Islay is a whisky lover’s paradise. A tiny island just 25 miles long and 15 miles wide with a horizon that bristles with the pagoda rooves of distilleries, all of which ooze the succulent scent of barley into the crisp, Hebridean air. All but one. The 1980’s were a cruel time for the amber nectar industry, the kind of ‘brand loyalty’ that we see now simply didn’t exist and other tipples became far more desirable to the consumer. Moreover, economic hardships in the early 1970’s caught up with the industry, the story was a simple one; excessive expansion exceeded demand. By 1983 the output of Scottish whisky had plummeted from 206.6m litres per annum in 1978, to less than half of that in ’83, just 93.4m million litres. For a small island like Islay, this was catastrophic.
1983 was a sad year, not just by virtue of those figures, but because the absence of appetite simply laid waste to the world of whisky. Many distilleries closed, including the greatly revered Port Ellen.
This tale does, however, have a happy ending because three years ago Diageo announced that following a modest little £35m investment, the stills at Port Ellen would once again spring into life and would again start producing the exquisite whisky for which it was so loved.
Port Ellen had not simply shut its doors in the classic ‘mothballing’ manner, where cobwebs are allowed to fall so thickly on the copper stills that they become layered in a kind of mourning veil.
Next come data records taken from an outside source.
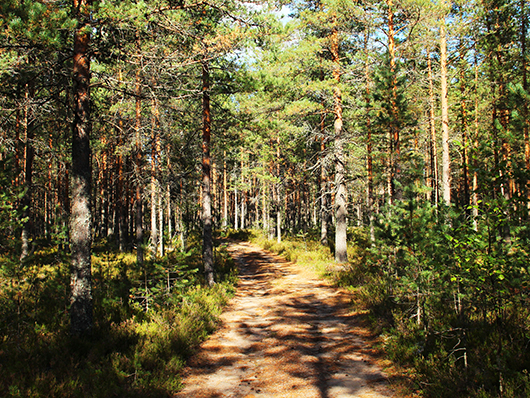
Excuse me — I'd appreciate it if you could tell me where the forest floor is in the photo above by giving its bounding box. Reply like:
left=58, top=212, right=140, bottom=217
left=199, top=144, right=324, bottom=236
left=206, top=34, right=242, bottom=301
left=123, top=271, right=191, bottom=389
left=176, top=243, right=397, bottom=398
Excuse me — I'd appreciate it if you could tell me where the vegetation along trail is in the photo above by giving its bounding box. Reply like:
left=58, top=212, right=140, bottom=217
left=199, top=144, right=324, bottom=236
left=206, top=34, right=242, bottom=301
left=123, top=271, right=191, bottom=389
left=177, top=243, right=394, bottom=398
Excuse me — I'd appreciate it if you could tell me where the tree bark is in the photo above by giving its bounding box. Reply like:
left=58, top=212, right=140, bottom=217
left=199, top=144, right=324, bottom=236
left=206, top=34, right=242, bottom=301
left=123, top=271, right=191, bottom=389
left=20, top=83, right=35, bottom=262
left=330, top=21, right=348, bottom=263
left=440, top=7, right=451, bottom=206
left=70, top=0, right=93, bottom=334
left=427, top=54, right=440, bottom=206
left=135, top=63, right=144, bottom=267
left=202, top=61, right=215, bottom=286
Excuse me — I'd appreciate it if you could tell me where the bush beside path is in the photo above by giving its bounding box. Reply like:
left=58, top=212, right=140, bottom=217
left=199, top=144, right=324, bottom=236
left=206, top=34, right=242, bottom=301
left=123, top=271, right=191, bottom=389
left=176, top=243, right=397, bottom=398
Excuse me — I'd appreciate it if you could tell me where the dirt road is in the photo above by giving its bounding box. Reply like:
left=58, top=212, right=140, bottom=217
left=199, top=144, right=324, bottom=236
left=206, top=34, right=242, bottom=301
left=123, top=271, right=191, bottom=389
left=177, top=243, right=394, bottom=398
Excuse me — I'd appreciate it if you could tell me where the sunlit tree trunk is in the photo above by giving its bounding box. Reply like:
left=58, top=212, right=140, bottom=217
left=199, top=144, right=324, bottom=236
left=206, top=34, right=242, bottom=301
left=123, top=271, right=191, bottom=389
left=20, top=83, right=35, bottom=261
left=520, top=0, right=530, bottom=209
left=330, top=21, right=348, bottom=263
left=135, top=62, right=144, bottom=266
left=471, top=51, right=479, bottom=231
left=427, top=54, right=439, bottom=206
left=70, top=0, right=93, bottom=334
left=460, top=45, right=470, bottom=210
left=440, top=7, right=451, bottom=206
left=364, top=30, right=375, bottom=244
left=386, top=0, right=400, bottom=204
left=223, top=151, right=228, bottom=228
left=202, top=61, right=215, bottom=286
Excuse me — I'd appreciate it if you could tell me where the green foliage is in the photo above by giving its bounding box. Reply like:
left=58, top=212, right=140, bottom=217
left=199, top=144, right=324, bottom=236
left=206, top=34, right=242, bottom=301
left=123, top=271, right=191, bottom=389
left=0, top=247, right=235, bottom=397
left=356, top=195, right=530, bottom=397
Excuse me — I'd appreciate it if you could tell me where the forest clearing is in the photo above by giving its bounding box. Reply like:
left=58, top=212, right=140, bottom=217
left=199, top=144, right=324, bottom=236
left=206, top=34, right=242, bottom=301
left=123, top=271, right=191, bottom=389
left=0, top=0, right=530, bottom=398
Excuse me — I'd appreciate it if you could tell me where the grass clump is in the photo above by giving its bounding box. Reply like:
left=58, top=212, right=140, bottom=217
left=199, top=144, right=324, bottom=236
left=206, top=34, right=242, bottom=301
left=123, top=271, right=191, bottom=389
left=0, top=238, right=236, bottom=397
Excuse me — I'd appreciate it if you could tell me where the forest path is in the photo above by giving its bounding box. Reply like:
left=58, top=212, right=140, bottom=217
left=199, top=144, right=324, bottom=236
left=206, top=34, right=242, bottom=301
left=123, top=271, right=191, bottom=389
left=176, top=243, right=393, bottom=398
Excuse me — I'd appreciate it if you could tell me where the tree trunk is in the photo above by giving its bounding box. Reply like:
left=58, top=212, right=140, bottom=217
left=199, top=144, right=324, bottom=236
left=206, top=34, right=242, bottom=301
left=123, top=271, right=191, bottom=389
left=330, top=21, right=348, bottom=263
left=520, top=0, right=530, bottom=209
left=440, top=9, right=451, bottom=206
left=70, top=0, right=93, bottom=334
left=20, top=84, right=35, bottom=262
left=202, top=61, right=215, bottom=286
left=223, top=151, right=228, bottom=228
left=364, top=30, right=375, bottom=245
left=460, top=48, right=470, bottom=210
left=427, top=54, right=440, bottom=206
left=135, top=63, right=144, bottom=267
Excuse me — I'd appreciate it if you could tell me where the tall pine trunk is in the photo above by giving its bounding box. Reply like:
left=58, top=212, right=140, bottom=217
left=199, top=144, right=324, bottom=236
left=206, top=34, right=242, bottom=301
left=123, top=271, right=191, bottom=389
left=70, top=0, right=93, bottom=334
left=202, top=61, right=215, bottom=286
left=20, top=83, right=35, bottom=261
left=134, top=60, right=144, bottom=267
left=440, top=7, right=451, bottom=206
left=330, top=21, right=348, bottom=263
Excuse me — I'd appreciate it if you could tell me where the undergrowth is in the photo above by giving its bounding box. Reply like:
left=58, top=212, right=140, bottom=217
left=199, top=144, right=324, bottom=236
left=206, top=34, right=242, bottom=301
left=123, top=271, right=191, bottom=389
left=0, top=238, right=236, bottom=397
left=248, top=218, right=530, bottom=398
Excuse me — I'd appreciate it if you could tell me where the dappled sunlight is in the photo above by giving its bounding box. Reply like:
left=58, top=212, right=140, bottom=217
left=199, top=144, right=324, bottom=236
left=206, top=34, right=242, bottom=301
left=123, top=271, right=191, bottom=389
left=177, top=244, right=393, bottom=398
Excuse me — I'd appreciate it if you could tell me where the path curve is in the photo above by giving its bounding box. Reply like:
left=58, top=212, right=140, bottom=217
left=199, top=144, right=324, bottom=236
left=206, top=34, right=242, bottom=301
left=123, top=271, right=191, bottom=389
left=176, top=243, right=395, bottom=398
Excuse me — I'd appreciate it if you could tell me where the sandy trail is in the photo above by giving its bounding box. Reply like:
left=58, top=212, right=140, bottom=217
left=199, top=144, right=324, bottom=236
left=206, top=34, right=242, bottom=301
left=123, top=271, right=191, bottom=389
left=176, top=243, right=394, bottom=398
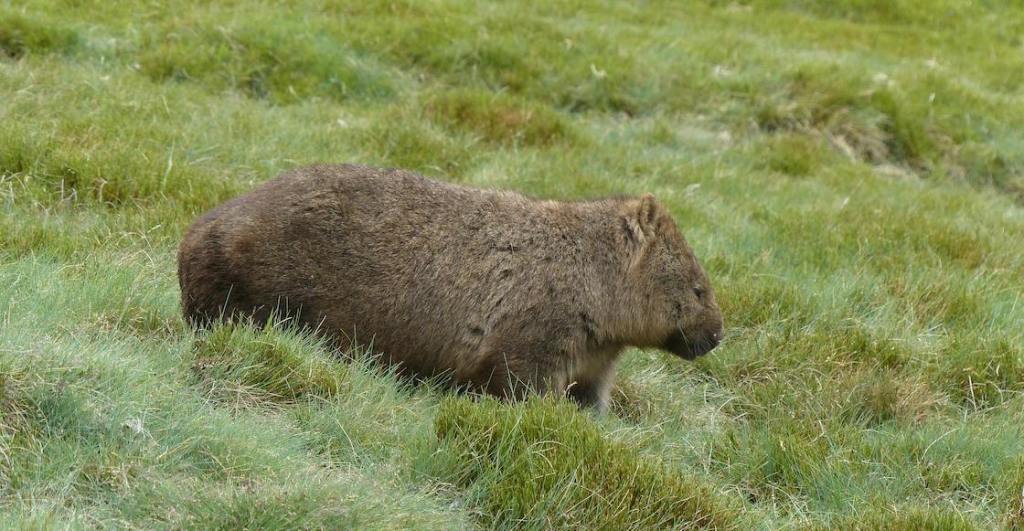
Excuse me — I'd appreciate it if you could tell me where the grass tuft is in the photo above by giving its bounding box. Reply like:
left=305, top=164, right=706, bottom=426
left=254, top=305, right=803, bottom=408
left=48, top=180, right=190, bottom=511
left=193, top=324, right=348, bottom=401
left=436, top=399, right=739, bottom=529
left=427, top=89, right=577, bottom=146
left=0, top=7, right=79, bottom=59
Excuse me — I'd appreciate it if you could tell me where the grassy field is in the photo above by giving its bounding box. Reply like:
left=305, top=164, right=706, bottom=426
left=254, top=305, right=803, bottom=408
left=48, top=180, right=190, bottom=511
left=0, top=0, right=1024, bottom=529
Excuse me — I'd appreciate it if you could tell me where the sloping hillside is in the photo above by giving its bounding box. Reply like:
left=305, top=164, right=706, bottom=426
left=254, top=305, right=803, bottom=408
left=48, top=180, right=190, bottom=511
left=0, top=0, right=1024, bottom=529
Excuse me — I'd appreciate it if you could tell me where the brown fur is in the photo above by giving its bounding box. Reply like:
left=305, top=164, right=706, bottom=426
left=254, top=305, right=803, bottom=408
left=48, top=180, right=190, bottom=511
left=178, top=165, right=722, bottom=408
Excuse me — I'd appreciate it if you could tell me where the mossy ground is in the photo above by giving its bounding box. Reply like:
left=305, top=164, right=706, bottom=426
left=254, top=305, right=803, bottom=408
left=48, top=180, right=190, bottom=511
left=0, top=0, right=1024, bottom=529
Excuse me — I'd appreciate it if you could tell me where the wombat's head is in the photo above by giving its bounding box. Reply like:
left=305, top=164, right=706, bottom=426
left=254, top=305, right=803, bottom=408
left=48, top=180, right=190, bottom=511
left=622, top=194, right=723, bottom=359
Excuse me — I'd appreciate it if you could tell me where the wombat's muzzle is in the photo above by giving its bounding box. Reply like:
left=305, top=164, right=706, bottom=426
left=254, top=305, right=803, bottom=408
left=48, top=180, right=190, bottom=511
left=664, top=329, right=723, bottom=359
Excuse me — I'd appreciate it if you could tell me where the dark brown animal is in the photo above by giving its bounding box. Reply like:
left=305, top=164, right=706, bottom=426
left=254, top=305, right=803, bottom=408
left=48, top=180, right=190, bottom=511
left=178, top=165, right=722, bottom=409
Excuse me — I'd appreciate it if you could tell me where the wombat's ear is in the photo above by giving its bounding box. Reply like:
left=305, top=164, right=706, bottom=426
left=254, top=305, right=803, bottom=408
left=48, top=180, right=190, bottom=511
left=624, top=193, right=662, bottom=248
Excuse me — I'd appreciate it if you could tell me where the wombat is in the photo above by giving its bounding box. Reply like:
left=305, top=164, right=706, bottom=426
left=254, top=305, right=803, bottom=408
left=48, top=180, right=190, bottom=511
left=178, top=165, right=723, bottom=409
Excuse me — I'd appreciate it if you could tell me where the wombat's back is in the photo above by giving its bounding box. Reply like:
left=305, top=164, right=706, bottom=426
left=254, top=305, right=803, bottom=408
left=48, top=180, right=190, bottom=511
left=178, top=165, right=551, bottom=372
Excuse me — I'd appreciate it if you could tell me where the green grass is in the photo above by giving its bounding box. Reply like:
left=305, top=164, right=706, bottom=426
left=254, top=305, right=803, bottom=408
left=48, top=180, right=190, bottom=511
left=0, top=0, right=1024, bottom=529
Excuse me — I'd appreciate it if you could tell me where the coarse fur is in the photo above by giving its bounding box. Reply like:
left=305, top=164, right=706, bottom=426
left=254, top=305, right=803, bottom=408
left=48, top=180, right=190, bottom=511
left=178, top=165, right=722, bottom=409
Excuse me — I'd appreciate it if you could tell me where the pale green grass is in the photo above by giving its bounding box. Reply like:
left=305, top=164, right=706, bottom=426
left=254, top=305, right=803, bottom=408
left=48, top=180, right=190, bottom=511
left=0, top=0, right=1024, bottom=529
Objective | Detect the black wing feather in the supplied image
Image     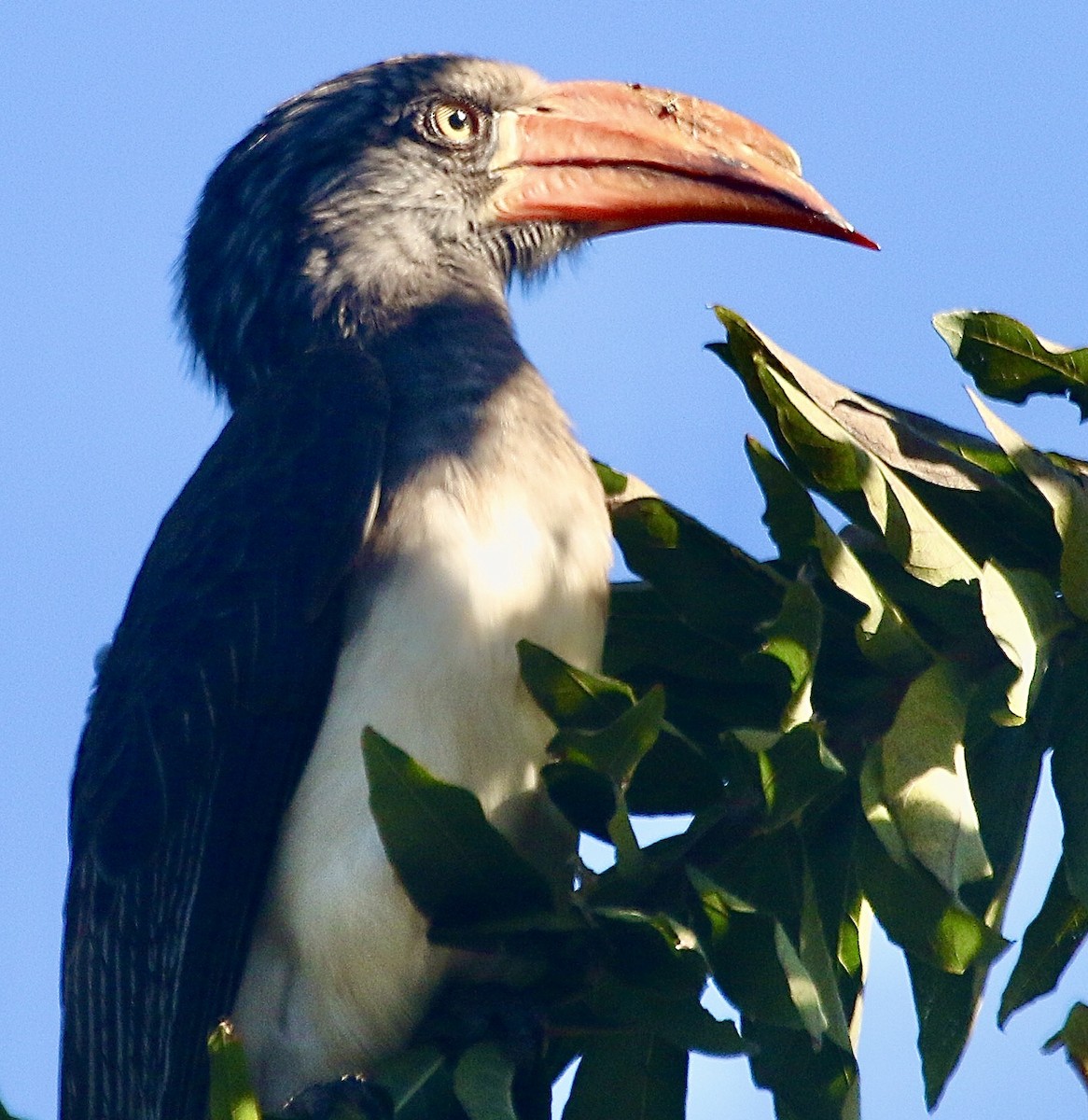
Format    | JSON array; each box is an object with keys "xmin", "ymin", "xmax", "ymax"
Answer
[{"xmin": 61, "ymin": 354, "xmax": 388, "ymax": 1120}]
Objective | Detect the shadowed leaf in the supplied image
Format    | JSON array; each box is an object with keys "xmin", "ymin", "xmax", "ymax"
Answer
[
  {"xmin": 997, "ymin": 862, "xmax": 1088, "ymax": 1027},
  {"xmin": 363, "ymin": 728, "xmax": 553, "ymax": 925}
]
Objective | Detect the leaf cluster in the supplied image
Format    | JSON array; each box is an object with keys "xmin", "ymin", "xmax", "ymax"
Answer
[{"xmin": 208, "ymin": 308, "xmax": 1088, "ymax": 1120}]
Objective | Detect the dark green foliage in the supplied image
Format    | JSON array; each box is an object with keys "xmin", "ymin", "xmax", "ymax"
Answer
[{"xmin": 205, "ymin": 308, "xmax": 1088, "ymax": 1120}]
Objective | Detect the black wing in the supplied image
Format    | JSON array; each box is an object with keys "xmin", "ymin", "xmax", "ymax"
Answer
[{"xmin": 61, "ymin": 355, "xmax": 387, "ymax": 1120}]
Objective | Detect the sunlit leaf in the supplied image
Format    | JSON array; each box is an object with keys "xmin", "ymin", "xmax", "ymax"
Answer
[
  {"xmin": 880, "ymin": 661, "xmax": 993, "ymax": 895},
  {"xmin": 933, "ymin": 312, "xmax": 1088, "ymax": 419},
  {"xmin": 980, "ymin": 560, "xmax": 1062, "ymax": 723},
  {"xmin": 208, "ymin": 1019, "xmax": 261, "ymax": 1120},
  {"xmin": 744, "ymin": 1019, "xmax": 860, "ymax": 1120},
  {"xmin": 855, "ymin": 828, "xmax": 1008, "ymax": 974}
]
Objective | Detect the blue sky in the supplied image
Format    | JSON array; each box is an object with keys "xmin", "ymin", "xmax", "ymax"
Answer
[{"xmin": 0, "ymin": 0, "xmax": 1088, "ymax": 1120}]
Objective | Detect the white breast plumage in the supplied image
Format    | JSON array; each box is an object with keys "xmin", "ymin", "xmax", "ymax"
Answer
[{"xmin": 235, "ymin": 447, "xmax": 611, "ymax": 1107}]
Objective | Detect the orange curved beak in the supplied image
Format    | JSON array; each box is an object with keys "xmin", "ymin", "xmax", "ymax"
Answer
[{"xmin": 490, "ymin": 82, "xmax": 880, "ymax": 248}]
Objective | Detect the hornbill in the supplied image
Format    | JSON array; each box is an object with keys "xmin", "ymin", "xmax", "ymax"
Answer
[{"xmin": 62, "ymin": 56, "xmax": 872, "ymax": 1120}]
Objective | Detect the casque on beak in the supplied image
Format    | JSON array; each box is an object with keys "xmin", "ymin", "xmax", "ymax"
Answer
[{"xmin": 492, "ymin": 82, "xmax": 879, "ymax": 248}]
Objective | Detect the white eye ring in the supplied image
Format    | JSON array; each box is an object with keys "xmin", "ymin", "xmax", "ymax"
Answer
[{"xmin": 426, "ymin": 101, "xmax": 481, "ymax": 146}]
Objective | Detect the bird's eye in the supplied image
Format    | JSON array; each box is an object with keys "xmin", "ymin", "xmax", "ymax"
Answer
[{"xmin": 426, "ymin": 101, "xmax": 481, "ymax": 145}]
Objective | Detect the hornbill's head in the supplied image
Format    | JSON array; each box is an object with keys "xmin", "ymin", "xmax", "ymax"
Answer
[{"xmin": 180, "ymin": 56, "xmax": 872, "ymax": 405}]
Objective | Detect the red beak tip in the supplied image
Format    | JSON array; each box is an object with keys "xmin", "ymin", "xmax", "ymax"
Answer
[{"xmin": 847, "ymin": 229, "xmax": 880, "ymax": 253}]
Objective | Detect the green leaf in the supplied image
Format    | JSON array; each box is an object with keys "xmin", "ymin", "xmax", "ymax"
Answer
[
  {"xmin": 593, "ymin": 974, "xmax": 745, "ymax": 1057},
  {"xmin": 208, "ymin": 1019, "xmax": 261, "ymax": 1120},
  {"xmin": 880, "ymin": 661, "xmax": 993, "ymax": 895},
  {"xmin": 540, "ymin": 760, "xmax": 619, "ymax": 844},
  {"xmin": 907, "ymin": 953, "xmax": 986, "ymax": 1110},
  {"xmin": 970, "ymin": 393, "xmax": 1088, "ymax": 620},
  {"xmin": 744, "ymin": 1019, "xmax": 860, "ymax": 1120},
  {"xmin": 1048, "ymin": 626, "xmax": 1088, "ymax": 906},
  {"xmin": 1043, "ymin": 1003, "xmax": 1088, "ymax": 1088},
  {"xmin": 563, "ymin": 1031, "xmax": 688, "ymax": 1120},
  {"xmin": 557, "ymin": 688, "xmax": 665, "ymax": 789},
  {"xmin": 711, "ymin": 308, "xmax": 985, "ymax": 587},
  {"xmin": 933, "ymin": 312, "xmax": 1088, "ymax": 420},
  {"xmin": 746, "ymin": 437, "xmax": 929, "ymax": 671},
  {"xmin": 612, "ymin": 498, "xmax": 786, "ymax": 645},
  {"xmin": 757, "ymin": 723, "xmax": 846, "ymax": 828},
  {"xmin": 760, "ymin": 582, "xmax": 824, "ymax": 732},
  {"xmin": 363, "ymin": 728, "xmax": 553, "ymax": 926},
  {"xmin": 593, "ymin": 459, "xmax": 627, "ymax": 497},
  {"xmin": 689, "ymin": 870, "xmax": 802, "ymax": 1029},
  {"xmin": 453, "ymin": 1043, "xmax": 518, "ymax": 1120},
  {"xmin": 374, "ymin": 1045, "xmax": 453, "ymax": 1120},
  {"xmin": 855, "ymin": 827, "xmax": 1008, "ymax": 974},
  {"xmin": 517, "ymin": 639, "xmax": 635, "ymax": 728},
  {"xmin": 980, "ymin": 560, "xmax": 1064, "ymax": 724},
  {"xmin": 997, "ymin": 861, "xmax": 1088, "ymax": 1027}
]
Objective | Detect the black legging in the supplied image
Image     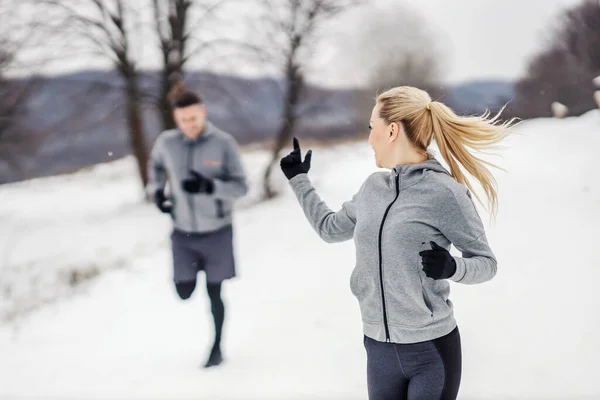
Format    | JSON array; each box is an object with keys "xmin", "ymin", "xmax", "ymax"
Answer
[
  {"xmin": 175, "ymin": 281, "xmax": 225, "ymax": 348},
  {"xmin": 364, "ymin": 327, "xmax": 462, "ymax": 400}
]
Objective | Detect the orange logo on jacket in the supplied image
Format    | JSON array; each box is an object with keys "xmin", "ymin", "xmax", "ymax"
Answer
[{"xmin": 202, "ymin": 160, "xmax": 223, "ymax": 167}]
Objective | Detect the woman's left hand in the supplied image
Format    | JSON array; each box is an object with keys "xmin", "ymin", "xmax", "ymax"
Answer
[{"xmin": 419, "ymin": 242, "xmax": 456, "ymax": 279}]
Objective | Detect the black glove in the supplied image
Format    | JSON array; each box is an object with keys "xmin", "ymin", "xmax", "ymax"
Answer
[
  {"xmin": 154, "ymin": 189, "xmax": 173, "ymax": 214},
  {"xmin": 279, "ymin": 138, "xmax": 312, "ymax": 180},
  {"xmin": 181, "ymin": 170, "xmax": 215, "ymax": 194},
  {"xmin": 419, "ymin": 242, "xmax": 456, "ymax": 279}
]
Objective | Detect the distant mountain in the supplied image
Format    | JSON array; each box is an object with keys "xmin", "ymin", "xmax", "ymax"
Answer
[{"xmin": 0, "ymin": 71, "xmax": 512, "ymax": 183}]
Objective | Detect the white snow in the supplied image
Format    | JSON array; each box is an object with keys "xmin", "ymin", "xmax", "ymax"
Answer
[{"xmin": 0, "ymin": 111, "xmax": 600, "ymax": 400}]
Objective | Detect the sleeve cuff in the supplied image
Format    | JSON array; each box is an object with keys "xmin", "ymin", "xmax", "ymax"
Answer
[{"xmin": 448, "ymin": 257, "xmax": 467, "ymax": 282}]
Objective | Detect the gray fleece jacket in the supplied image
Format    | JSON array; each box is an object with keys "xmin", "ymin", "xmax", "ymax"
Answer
[
  {"xmin": 148, "ymin": 121, "xmax": 248, "ymax": 232},
  {"xmin": 290, "ymin": 158, "xmax": 496, "ymax": 343}
]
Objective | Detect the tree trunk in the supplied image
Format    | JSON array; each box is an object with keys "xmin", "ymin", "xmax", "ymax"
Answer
[
  {"xmin": 263, "ymin": 61, "xmax": 303, "ymax": 199},
  {"xmin": 159, "ymin": 64, "xmax": 175, "ymax": 131},
  {"xmin": 126, "ymin": 73, "xmax": 148, "ymax": 187}
]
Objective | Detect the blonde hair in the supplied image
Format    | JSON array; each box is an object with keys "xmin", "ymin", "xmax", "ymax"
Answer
[{"xmin": 377, "ymin": 86, "xmax": 515, "ymax": 215}]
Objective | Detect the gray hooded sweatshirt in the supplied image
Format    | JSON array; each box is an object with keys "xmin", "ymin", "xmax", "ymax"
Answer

The distillery had undergone some fairly major changes, with buildings re-purposed or knocked down entirely.
Diageo pledged to return Port Ellen to as-close-to-its-former-glory as possible, and blue prints of the original lay out have been meticulously studied and adhered to in advance of the grand reveal.
As the long, long awaiting run up to unveiling fast approaches, and in celebration of this impending return of the prodigal son, Port Ellen has released a new limited edition single malt Scotch whisky, the ‘Port Ellen 40 year Old: Port Ellen’s 9 Rogue Casks’. Just 1,380 bottles of this expression will be released from the extremely limited remaining stock of pre-closure Port Ellen whisky, meaning that this truly is a chance to own a bottle of history.
The bottles of this 40 year old have all been filled from nine remaining casks of this well aged spirit, meaning that this is amongst one of the rarest expressions to ever issue forth from Port Ellen throughout its entire lifespan. These surviving casks were amongst a tiny selection which had been earmarked in 1979 for possessing particularly unusual and appealing characteristics, which made that particular spirit stand out against the usual profile of Port Ellen. Forty years later, Master Blender Dr Craig Wilson has selected just nine of these casks to be strategically combined, and bottled.
A donation of 20 signed bottles including the Port Ellen 40-Year-Old bottle and bottles from Islay distilleries Lagavulin and Caol Ila will be donated to the Islay Feis Ile Committee. The 20 special bottles, worth a total value of £10,000, will be used to support fundraising activities to raise money for Islay based charitable organisations and community groups. Each of the 40 Year Old: Port Ellen’s 9 Rogue Casks is priced at £6,500 and will be available globally through selected luxury retailers.